Early each year, the National Association of Home Builders (NAHB) hosts a mega-event, called the International Builders Show. Among other events and showcases taking place during the week is Design and Construction Week, which includes a "Concept Kitchen" designed and built by an applicant chosen by NAHB. This year's Concept Kitchen installation was created by Jonas Carnemark, CKD, CR, and owner of Bethesda, Md.-based companies Carnemark and Konst.
One of our favorite things about it was the company's attention to, what Carnemark has coined, Livability, taking the idea of "accessible" or "universal" design and making it more applicable and approachable for the modern household.
Consider "Livability" When Designing Your Next Chicago Kitchen Remodel
Without meaning to, the terms accessible and universal have wound up becoming synonymous with "old people" and "the disabled". Thus, we find clients often discount these wise design approaches unless they actually have a disabled member of the family or are have attained an age where "aging in place" is a more tangible concept. In fact, as Carnemark points out, the idea of accessible or universal design,"is really about ‘livability’, which I define as designing common sense into any space."
While custom-designed kitchen and bathroom layouts, versatile countertop heights and convenient cabinetry are a part of a "livable" design, so too are home media systems and the ability to charge and access gadgets while working in the kitchen or getting ready at your bathroom vanity in the morning. All of these features create a livable home design that accommodates your immediate family, extended family members in all generations and the even further network created by friends.
Ideas to keep in mind when designing a "livable" Chicago kitchen remodel include things like:
Plenty of maneuverable space. Tight corners are difficult for those with mobility aids to maneuver but they make it more cramped for able-bodied people as well. Make sure your kitchen layout incorporates plenty of space for movement and flow to keep your kitchen more accessible for all.
Varied countertop heights. Do your little ones like to help out in the kitchen? Is there an elderly family member that may use a wheelchair in the foreseeable future? Having countertop heights built at varying levels can make your kitchen more user-friendly for family and friends of all ages.

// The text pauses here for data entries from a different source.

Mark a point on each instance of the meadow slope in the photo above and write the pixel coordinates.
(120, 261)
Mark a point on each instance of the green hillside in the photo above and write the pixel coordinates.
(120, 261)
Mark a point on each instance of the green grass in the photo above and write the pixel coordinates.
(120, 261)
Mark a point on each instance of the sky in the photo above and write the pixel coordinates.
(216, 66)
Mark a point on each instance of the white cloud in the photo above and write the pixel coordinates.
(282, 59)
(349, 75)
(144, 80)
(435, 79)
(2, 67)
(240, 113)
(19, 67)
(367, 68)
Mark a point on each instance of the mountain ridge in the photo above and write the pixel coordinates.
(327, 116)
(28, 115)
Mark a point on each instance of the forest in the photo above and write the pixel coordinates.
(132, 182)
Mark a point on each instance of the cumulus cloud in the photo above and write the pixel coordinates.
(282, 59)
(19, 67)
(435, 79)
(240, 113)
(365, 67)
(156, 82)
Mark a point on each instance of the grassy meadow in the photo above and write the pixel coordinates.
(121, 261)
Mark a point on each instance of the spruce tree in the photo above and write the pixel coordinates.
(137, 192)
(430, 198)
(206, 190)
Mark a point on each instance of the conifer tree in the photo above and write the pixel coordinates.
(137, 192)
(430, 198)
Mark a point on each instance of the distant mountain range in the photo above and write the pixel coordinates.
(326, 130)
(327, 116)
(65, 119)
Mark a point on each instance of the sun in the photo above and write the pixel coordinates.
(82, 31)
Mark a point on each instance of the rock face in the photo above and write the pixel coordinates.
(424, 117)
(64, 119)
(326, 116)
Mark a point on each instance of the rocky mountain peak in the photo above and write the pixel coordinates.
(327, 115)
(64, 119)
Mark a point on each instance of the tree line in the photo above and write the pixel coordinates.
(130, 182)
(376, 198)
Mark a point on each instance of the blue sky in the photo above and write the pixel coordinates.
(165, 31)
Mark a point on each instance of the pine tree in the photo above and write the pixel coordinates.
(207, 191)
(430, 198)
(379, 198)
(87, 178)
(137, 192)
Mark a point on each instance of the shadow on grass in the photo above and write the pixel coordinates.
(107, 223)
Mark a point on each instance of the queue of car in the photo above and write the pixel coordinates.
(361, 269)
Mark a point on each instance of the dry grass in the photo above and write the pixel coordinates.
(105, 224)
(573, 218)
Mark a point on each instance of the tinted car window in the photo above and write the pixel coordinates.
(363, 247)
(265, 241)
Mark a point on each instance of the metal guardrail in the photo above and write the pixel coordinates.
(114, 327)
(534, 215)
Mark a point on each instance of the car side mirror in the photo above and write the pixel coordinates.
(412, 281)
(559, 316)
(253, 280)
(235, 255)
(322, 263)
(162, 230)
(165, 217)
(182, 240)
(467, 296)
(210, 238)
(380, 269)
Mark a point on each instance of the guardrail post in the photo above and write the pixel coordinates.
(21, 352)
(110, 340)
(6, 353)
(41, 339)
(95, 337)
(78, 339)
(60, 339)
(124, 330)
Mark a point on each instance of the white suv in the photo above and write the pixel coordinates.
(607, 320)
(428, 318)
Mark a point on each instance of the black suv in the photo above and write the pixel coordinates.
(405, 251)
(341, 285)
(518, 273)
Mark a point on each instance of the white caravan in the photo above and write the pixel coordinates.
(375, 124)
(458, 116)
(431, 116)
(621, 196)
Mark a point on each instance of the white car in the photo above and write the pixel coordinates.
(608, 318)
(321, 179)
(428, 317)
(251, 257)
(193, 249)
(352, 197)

Home audio and video. Whether your child is using his tablet or laptop while finishing a homework assignment or you're watching a YouTube video demonstrating a new recipe and cooking techniques, the livable modern home is equipped with audio, video, and lighting systems that accommodate a media-oriented lifestyle.
Sustainable features and fixtures. Part of a home being livable means that it provides a healthier and more sustainable life for its inhabitants. Thus, a livable design will also incorporate energy-saving appliances, cabinets and paints with low-VOC content, and materials that are conscientiously manufactured.